= Vitascan =

Television camera system

Vitascan (sometimes alternately spelled VitaScan) was an early color television camera system developed by American television equipment manufacturer DuMont Laboratories. Development began in 1949 and the product was released on an experimental basis in 1956. Vitascan was fully compatible with the NTSC color system, and DuMont Labs hoped the system would catch on in the television industry.

However, Vitascan cameras only worked indoors, due to Vitascan being in essence a flying-spot scanner based system. The system's camera basically worked in reverse by projecting a light through the camera's lens onto the subject from a cathode ray tube, or CRT, mounted behind the lens (instead of a pickup tube like conventional television cameras), providing the "flying spot". Four photomultiplier tubes (two for red, one for green, and one for blue) mounted inside special "scoops" placed in the studio and pointed at the subject would pick up the light from the camera's CRT and produce the final image to be televised.

Normally, with any flying-spot scanned system, the area between the flying-spot CRT and photomultiplier tubes (the whole studio in Vitascan's case) would have to be completely darkened, in order to prevent any other light, besides the light for the flying spot from the CRT, from interfering with the photomultiplier tubes. Darkening the whole room would make things quite inconvenient for any talent present in a Vitascan studio, but to get around this, strobe lighting was used in the studio for the aid of the talent. The strobe light, referred to as a "sync-lite" by DuMont, would light up only when the photomultiplier scoops were in the vertical blanking intervals of the video they would generate, to prevent any light interference to the photomultiplier tubes. Due to this, the system could not be used outdoors because sunlight would interfere during the scanning phase.

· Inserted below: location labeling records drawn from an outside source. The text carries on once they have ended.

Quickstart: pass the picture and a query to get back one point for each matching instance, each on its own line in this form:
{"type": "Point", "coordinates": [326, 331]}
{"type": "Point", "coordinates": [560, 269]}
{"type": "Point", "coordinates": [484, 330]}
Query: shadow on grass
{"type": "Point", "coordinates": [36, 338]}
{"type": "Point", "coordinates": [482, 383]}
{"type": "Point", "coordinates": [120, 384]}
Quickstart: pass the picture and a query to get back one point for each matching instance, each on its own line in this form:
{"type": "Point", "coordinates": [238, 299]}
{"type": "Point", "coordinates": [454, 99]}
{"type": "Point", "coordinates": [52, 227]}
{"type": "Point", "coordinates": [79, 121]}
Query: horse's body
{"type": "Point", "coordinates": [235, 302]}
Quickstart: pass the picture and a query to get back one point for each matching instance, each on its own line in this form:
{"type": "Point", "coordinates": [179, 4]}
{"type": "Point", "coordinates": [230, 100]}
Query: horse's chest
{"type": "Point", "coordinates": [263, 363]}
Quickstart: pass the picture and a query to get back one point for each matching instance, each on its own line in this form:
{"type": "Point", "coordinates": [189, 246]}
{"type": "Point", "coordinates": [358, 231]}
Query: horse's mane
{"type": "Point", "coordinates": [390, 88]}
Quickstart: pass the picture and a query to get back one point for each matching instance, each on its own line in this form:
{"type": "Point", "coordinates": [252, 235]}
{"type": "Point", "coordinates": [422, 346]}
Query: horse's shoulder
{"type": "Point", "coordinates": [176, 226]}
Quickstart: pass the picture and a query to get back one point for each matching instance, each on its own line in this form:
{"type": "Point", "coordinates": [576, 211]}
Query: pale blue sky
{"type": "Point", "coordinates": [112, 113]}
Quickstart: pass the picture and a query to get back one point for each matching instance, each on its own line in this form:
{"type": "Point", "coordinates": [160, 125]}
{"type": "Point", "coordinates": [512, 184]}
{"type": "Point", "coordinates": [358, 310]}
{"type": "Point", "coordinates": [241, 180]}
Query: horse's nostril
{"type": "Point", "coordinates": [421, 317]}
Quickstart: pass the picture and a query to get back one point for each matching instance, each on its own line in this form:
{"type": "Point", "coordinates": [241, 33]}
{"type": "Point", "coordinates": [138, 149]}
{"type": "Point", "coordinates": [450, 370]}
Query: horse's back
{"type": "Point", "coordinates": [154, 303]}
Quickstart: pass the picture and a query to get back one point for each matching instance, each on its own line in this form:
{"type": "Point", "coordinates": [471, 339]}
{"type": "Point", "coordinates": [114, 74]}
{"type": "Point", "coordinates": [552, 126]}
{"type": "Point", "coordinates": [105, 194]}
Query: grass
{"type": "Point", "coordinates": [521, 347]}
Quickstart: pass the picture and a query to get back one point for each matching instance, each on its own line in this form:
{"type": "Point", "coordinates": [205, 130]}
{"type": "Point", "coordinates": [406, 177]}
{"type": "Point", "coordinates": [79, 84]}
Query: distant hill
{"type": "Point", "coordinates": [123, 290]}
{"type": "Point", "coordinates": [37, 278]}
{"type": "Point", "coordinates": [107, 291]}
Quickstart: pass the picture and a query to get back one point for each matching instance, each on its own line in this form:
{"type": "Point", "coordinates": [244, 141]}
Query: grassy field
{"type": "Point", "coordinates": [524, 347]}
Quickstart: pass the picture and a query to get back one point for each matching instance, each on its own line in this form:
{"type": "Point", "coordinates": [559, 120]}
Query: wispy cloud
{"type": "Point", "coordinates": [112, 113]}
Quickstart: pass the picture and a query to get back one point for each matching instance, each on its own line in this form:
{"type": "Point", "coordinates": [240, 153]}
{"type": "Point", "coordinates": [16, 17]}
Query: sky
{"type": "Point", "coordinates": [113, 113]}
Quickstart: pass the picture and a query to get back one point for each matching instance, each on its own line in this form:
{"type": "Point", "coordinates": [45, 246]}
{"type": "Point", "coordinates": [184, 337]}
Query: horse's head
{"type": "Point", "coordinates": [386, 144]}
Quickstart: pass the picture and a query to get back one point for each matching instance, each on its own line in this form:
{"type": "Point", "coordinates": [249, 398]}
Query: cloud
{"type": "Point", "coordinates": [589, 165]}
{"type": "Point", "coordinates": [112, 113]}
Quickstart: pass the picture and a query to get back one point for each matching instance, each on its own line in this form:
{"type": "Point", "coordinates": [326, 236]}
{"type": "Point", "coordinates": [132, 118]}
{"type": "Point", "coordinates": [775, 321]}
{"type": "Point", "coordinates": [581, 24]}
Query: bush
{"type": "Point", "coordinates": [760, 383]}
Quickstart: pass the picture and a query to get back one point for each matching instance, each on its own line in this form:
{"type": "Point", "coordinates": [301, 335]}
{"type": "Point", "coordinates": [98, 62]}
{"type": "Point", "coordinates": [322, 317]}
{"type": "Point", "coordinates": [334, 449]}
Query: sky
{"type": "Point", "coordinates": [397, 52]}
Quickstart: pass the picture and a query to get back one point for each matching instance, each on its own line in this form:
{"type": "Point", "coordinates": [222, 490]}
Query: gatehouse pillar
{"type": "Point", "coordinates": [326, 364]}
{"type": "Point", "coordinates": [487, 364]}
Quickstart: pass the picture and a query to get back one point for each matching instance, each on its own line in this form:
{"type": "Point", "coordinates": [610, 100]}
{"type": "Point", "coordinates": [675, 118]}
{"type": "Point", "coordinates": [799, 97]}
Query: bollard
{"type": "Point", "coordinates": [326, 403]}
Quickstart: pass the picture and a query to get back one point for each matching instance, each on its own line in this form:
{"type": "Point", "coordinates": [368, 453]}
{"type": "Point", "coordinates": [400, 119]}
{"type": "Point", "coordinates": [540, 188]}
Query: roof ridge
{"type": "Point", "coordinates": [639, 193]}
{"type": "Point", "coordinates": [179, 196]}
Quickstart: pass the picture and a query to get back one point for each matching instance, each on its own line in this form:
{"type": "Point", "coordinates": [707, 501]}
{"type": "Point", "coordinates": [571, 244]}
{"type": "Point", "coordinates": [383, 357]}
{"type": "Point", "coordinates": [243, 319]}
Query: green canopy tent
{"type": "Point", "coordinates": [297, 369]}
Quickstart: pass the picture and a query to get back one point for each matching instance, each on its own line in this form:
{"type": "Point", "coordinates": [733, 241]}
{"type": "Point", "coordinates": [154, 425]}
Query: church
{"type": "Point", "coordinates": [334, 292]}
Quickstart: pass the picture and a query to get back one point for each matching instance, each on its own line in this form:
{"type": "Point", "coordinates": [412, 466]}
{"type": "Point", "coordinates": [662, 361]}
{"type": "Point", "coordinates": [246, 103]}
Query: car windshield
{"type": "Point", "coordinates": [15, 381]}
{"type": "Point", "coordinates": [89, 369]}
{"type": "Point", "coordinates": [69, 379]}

From 1956 to 1959, Vitascan cameras were in use at independent television station WITI in Milwaukee, Wisconsin, for its local TV news programs. However, the limitations of the cameras caused WITI to eventually return to monochrome cameras. The television industry never adopted Vitascan, and television stations continued to operate mostly in black-and-white for many more years. Vitascan, like earlier DuMont technologies such as the Electronicam, failed to catch on.